Jacob Sørensen Severin (27 October 1691 - 21 March 1753) was a Danish merchant who held a trade monopoly on Greenland from 1733 to 1749.

==Biography==

He was born in Sæby, Denmark, to Søren Nielsen (c. 1655-1730) and his wife Birgitte Ottesdatter. His father would later serve as bailiff (byfoged) of the community.

After attending school to the age of 15, he married at age 22 a woman over forty years his senior, Maren Nielsdatter, the widow of the merchant Segud Langwagen. Using her capital, Severin took over her former husband's monopoly over the Icelandic trade with Denmark and built a thriving company specialized on Iceland, Finnmark and whaling off Spitzbergen. As a member of Copenhagen's 32 Men, he had the right to an audience before the king.
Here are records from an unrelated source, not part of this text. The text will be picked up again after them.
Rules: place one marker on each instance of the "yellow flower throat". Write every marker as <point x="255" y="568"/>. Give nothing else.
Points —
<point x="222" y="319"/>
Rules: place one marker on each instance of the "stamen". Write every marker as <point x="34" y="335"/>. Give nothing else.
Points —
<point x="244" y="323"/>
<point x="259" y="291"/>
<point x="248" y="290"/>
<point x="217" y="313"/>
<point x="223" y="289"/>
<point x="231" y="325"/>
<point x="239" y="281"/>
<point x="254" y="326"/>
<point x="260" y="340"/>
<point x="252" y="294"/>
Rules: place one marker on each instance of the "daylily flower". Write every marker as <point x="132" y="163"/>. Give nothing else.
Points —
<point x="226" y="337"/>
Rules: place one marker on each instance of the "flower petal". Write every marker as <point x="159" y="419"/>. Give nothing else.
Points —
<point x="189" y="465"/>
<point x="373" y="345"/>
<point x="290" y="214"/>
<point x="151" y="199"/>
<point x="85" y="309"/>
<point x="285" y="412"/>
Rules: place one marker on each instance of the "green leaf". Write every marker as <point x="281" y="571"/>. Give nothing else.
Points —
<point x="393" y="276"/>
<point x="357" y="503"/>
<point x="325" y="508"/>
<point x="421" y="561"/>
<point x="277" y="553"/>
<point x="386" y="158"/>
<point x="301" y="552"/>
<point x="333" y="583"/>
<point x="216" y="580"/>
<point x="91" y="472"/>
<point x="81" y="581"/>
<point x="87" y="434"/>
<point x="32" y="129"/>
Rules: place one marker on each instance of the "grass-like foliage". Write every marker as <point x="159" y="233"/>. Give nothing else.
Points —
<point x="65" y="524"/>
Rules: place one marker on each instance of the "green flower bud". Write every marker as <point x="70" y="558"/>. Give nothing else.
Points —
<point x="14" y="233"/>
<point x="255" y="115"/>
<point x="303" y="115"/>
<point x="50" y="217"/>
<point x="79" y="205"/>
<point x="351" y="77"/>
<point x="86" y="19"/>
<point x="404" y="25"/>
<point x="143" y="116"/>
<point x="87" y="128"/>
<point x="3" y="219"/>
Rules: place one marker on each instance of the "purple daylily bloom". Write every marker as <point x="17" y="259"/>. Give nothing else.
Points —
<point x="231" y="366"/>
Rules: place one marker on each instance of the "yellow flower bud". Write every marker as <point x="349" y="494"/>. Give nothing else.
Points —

The failure of the Bergen Greenland Company (Det Bergen Grønlandske Compagnie) operated by Hans Egede and of the royal colony in Greenland established by Claus Paarss allowed Severin to convince the new King Christian VI and his council to grant his company a full monopoly over trade with the Greenland settlements, a right King Frederick IV had previously withheld for fear of antagonizing merchants of the Dutch Republic.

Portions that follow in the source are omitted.